Analisis Puisi:
Puisi "Untuk Apa Menulis Puisi" karya Maskirbi merupakan sebuah refleksi eksistensial tentang makna menulis dan peran puisi dalam kehidupan manusia. Pertanyaan utama yang diajukan penyair adalah: apakah puisi hanya sekadar menjadi saksi, ataukah ia memiliki kekuatan yang lebih besar dalam menghadapi ketidakbenaran, ketidakjujuran, dan luka batin manusia?
Tema
Tema utama puisi ini adalah pencarian makna puisi di tengah realitas yang penuh kebohongan dan ketidakadilan. Penyair menyinggung dilema eksistensial tentang tujuan menulis puisi: apakah cukup menjadi saksi, ataukah harus menjadi tindakan perlawanan dan penyadaran.
Puisi ini bercerita tentang kegelisahan seorang penyair yang mempertanyakan peran puisinya dalam menghadapi realitas. Di satu sisi, penyair melihat ketidakbenaran dan ketidakjujuran merajalela, namun di sisi lain, ia merasa menulis puisi terkadang hanya menjadi saksi pasif tanpa memberikan perubahan nyata.
Makna Tersirat
Makna tersirat dari puisi ini adalah kritik terhadap kesia-siaan karya sastra bila hanya berhenti pada kata-kata tanpa aksi nyata. Penyair menyiratkan bahwa menulis puisi seharusnya bukan sekadar mencatat, melainkan mampu menggugah, melawan, dan menjadi bagian dari kesadaran kolektif.
Selain itu, terdapat refleksi tentang perjuangan batin penyair—bagaimana ia harus berhadapan dengan kenyataan pahit, bahkan sampai menyalahkan dirinya sendiri karena merasa menjadi “pembunuh” kesadaran.
Suasana dalam Puisi
Suasana puisi ini muram, gelisah, dan penuh perenungan.
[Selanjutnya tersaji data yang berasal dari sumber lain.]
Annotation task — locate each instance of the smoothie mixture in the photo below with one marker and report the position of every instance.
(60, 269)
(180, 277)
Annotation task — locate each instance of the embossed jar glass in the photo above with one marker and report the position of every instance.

Ada nada protes sekaligus keputusasaan, seolah penyair sedang bergulat dengan dirinya sendiri untuk menemukan jawaban.
Amanat / Pesan yang Disampaikan
Pesan yang dapat dipetik dari puisi ini adalah:
- Puisi harus lebih dari sekadar saksi bisu—ia seharusnya hadir sebagai kekuatan moral yang menyingkap ketidakbenaran.
- Kesadaran tidak boleh ditikam oleh manusia itu sendiri; dengan kata lain, jangan sampai kita membungkam hati nurani hanya karena takut menghadapi realitas.
- Menulis puisi harus berlandaskan kejujuran dan keberanian, bukan sekadar rutinitas atau formalitas tanpa makna.
Imaji
Puisi ini menghadirkan imaji yang kuat dan simbolik, di antaranya:
- “seperti bumi ketika menyaksikan matahari diperkosa bulan” — imaji kosmik yang menggambarkan tragedi besar.
- “mencincang tubuh sendiri” — imaji tubuh yang mewakili rasa sakit akibat konflik batin.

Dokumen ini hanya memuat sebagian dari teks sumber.